Hearing and balance disorders are both permanent, irreversible conditions in humans. In fact, hearing loss is the most common sensory disorder around the world. Normally, sound vibrations are transmitted from an object through the air to your ear. Vibrations of the ear drum cause bones in your middle ear to vibrate. These vibrations then pass into the most inner component of your ear to the hearing organ (cochlea). The most common problem underlying hearing loss and deafness is the irreversible loss of sensory hair cells of the cochlea, the molecular basis of which is poorly understood. Worst of all, there are currently no biological therapies to treat hearing loss or balance disorders.
Hearing loss and balance disorders can be caused by either environmental factors or genetic inheritance. Usher syndrome is the most common condition that affects two of the major senses—hearing and vision—but also leads to disorders in a third sense—balance. It is inherited in an autosomal recessive manner, so someone must receive a mutated form of the syndrome from each parent. One of the mutations that causes the most severe form of Usher syndrome is a single change in one’s DNA from guanine to adenine (c.216G>A).
In a recent study published in Nature Biotechnology, titled, Gene therapy restores auditory and vestibular function in a mouse model of Usher syndrome type 1c (2017), Pan. et al. aimed to use gene therapy to treat this genetic cause of auditory (hearing) and vestibular (balance) dysfunction. Although other scientists have demonstrated proof-of-principal experiments to suggest that gene therapy could be used to treat genetic deafness, the results have never been able to match the sensitivity of a healthy inner ear. Mouse models are commonly used to investigate and better understand biological disorders, and Pan et al. used mice with the exact same causal mutation of Usher syndrome (c.216G>A), which also causes the same symptoms as seen in humans. Without modifying any of the normal chromosomes of the mouse, the authors put the normal non-mutated Usher gene onto a very small piece of circular DNA that originally comes from bacteria, inserted that into a recently created virus vector, and locally injected this virus (Anc80L65) into the inner ears of newborn mice. Could this be enough to fix the problem?

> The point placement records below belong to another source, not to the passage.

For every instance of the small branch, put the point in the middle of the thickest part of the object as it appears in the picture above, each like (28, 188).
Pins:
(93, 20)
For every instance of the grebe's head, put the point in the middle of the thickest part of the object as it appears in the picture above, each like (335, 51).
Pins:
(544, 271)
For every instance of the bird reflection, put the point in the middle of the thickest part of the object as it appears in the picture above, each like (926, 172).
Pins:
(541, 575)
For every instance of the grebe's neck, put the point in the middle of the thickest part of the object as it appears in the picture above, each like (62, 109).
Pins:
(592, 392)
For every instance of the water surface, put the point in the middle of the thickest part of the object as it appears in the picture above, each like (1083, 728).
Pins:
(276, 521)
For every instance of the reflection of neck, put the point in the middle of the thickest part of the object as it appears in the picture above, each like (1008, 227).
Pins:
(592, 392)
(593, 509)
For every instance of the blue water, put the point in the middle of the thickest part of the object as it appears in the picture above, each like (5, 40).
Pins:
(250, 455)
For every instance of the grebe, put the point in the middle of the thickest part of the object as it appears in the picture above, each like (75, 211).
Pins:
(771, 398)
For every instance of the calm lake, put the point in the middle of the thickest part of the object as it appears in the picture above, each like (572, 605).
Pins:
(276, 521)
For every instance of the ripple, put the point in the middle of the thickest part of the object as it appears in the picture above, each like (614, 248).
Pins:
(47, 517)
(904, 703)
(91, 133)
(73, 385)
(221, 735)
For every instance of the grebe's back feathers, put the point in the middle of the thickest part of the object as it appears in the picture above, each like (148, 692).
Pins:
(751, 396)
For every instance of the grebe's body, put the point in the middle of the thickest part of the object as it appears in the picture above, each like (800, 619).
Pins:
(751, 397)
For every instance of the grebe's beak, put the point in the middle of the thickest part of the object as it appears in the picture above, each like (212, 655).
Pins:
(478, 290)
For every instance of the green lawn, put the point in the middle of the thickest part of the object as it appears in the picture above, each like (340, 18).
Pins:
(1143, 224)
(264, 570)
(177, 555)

Pan et al. reassessed these mice at 6 weeks of age and found a recovery of Usher expression on both the gene and protein level. More importantly, they showed that the recovery of these inner ear hair cells leads to significantly improved auditory and vestibular function such that they were both fixed to nearly normal, healthy levels. Relative to other previous attempts to improve auditory function, these authors showed a 1000-fold improvement in hearing sensitivity and thus the most complete rescue of auditory function for any application of inner ear gene therapy. Although much more work needs to be done before translating this work into the clinic and testing this virus on humans, this work is strong evidence that biological therapies can be used to treat genetic causes of human deafness and balance disorders.